O longa de Gabriel Martins (o mesmo responsável por No Coração do Mundo e O Nó do Diabo) tem como protagonista a família do garoto Deivinho. A mãe trabalha como diarista e o pai como zelador de um condomínio de classe média. A irmã mais velha do menino cursa Direito na universidade pública e é a primeira geração da sua família a vislumbrar perspectivas diferentes de vida. A eleição do atual governo representa uma verdadeira ameaça sobretudo para a geração de Deivinho e, não por acaso, o garoto assimila o tempo todo os movimentos sutis de transformação do seu contexto.

Marte Um é mais um projeto exitoso da produtora mineira Filmes de Plástico. Reflexo do seu tempo e do desejo de muitos artistas expressarem suas angústias e ideias sobre o cenário político deflagrado pela ascensão de uma extrema direita no país, o longa entretanto opta por uma chave diferente de comunicação. A realidade atual está ali, mas Martins prefere deixar que a dinâmica familiar e algumas mudanças sensíveis que irrompem no âmbito privado deem o recado.

Marte Um

O núcleo familiar é destaque na história. Martins dirige atores maravilhosos, que parecem já chegar prontos no set, naturais, espontâneos, eles são os personagens, não exibem nenhum vestígio de artificialidade na composição daquelas figuras extremamente humanas. O elenco confere aos protagonistas da história uma humanidade que permite que tenhamos empatia por todos. Rejane Faria e Carlos Francisco fazem o casal Tércia e Wellington com tanta naturalidade e dignidade, manifestando um amor pelos filhos tão grande que é capaz de superar atritos geracionais e transformar suas perspectivas de mundo a partir da experiência dos mais novos.

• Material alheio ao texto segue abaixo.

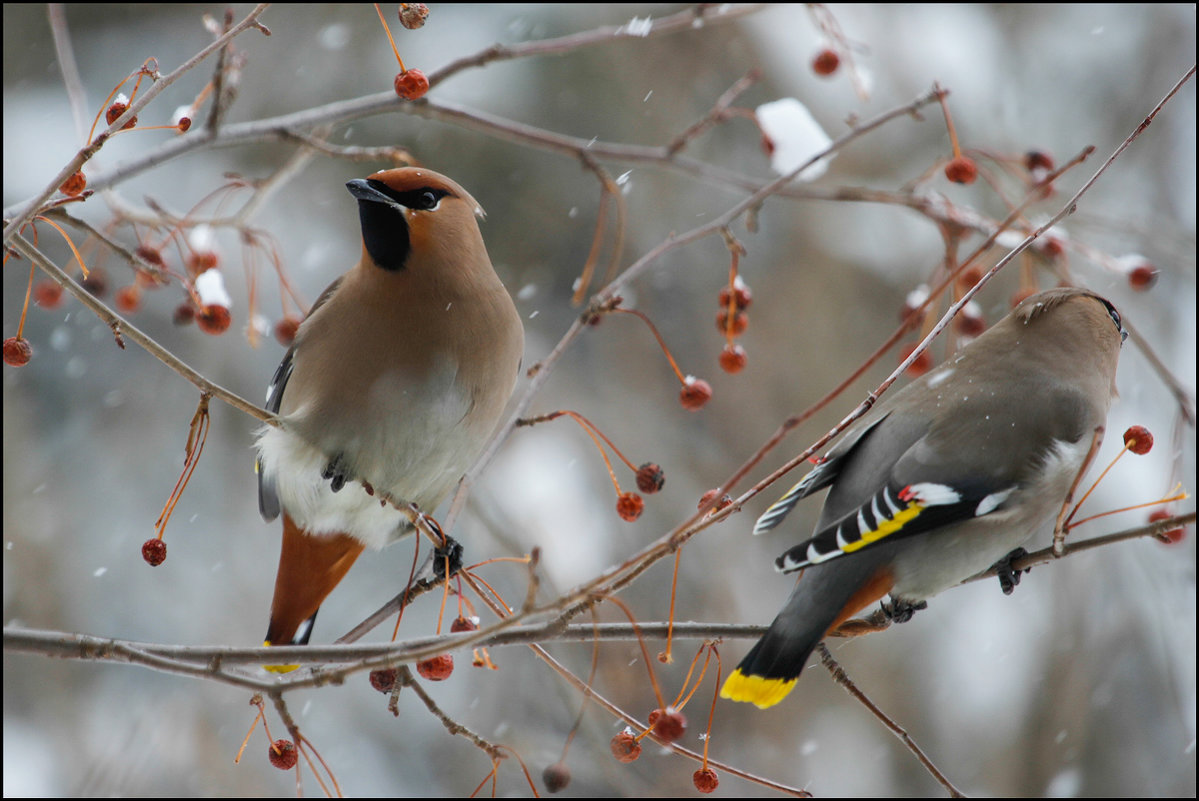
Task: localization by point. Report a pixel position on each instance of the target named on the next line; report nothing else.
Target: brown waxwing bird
(397, 377)
(944, 479)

Ao mesmo tempo, Camilla Damião conduz muito bem o ponto de mudança representado por Eunice, filha mais velha do casal, e Cícero Lucas é uma revelação como o garoto Deivinho. Como Deivinho, Lucas compõe um menino intuitivo, sincero, prestativo, amoroso, companheiro e ingênuo, enfim, a síntese da afabilidade de Marte Um com o público.

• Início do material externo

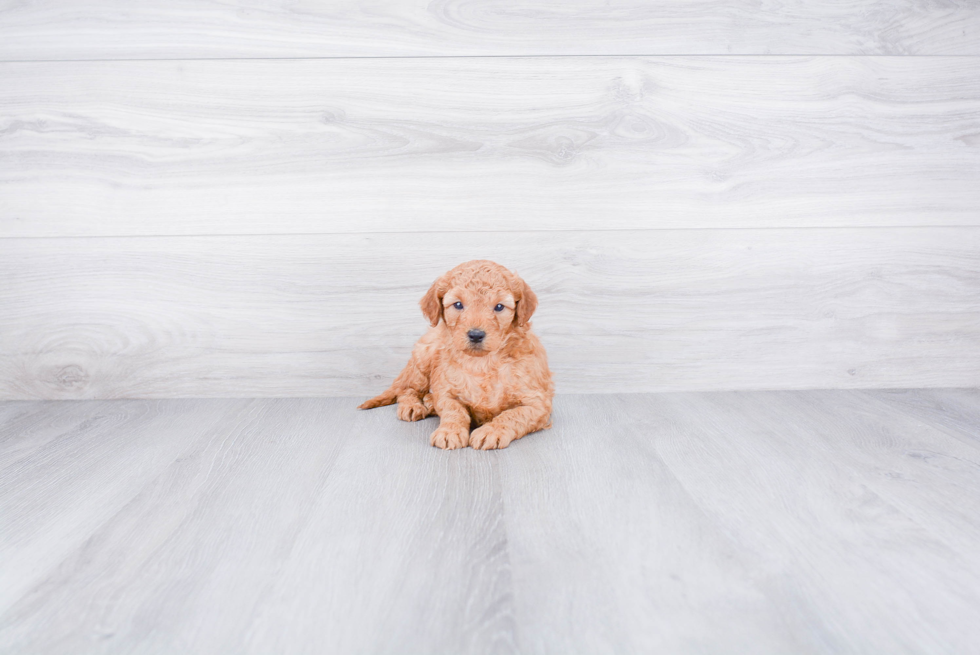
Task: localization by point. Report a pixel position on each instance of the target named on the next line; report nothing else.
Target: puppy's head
(481, 303)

Por meio do trabalho do elenco e da direção de Martins, vemos na tela pessoas boas que se amam, mas têm falhas, se arrependem e estão dispostos a aprender – os pais com os filhos e os filhos com os pais – e são companheiros uns dos outros, funcionam bem como grupo de afeto e suporte, mas também vivem suas jornadas individuais (Deivinho e seu sonho de viver em Marte, Eunice e a vivência da sua sexualidade, Wellington e o alcoolismo, Tércia e suas intuições). E é nessa dinâmica de observação do cotidiano daquelas personagens que Gabriel Martins conduz um filme no qual a ternura parece ser a resposta para enfrentar um momento tão difícil no país como o que temos passado nos últimos anos, onde uma geração viu seus planos de futuro desmoronarem pelo desmantelamento das instituições e das condições básicas de vida. No final das contas, aquilo que Wellington responde ao filho diante da incerteza do garoto de realizar o sonho de ser astronauta, “a gente dá um jeito” sempre foi o “manual de sobrevivência” do brasileiro diante de uma história cíclica de crises morais.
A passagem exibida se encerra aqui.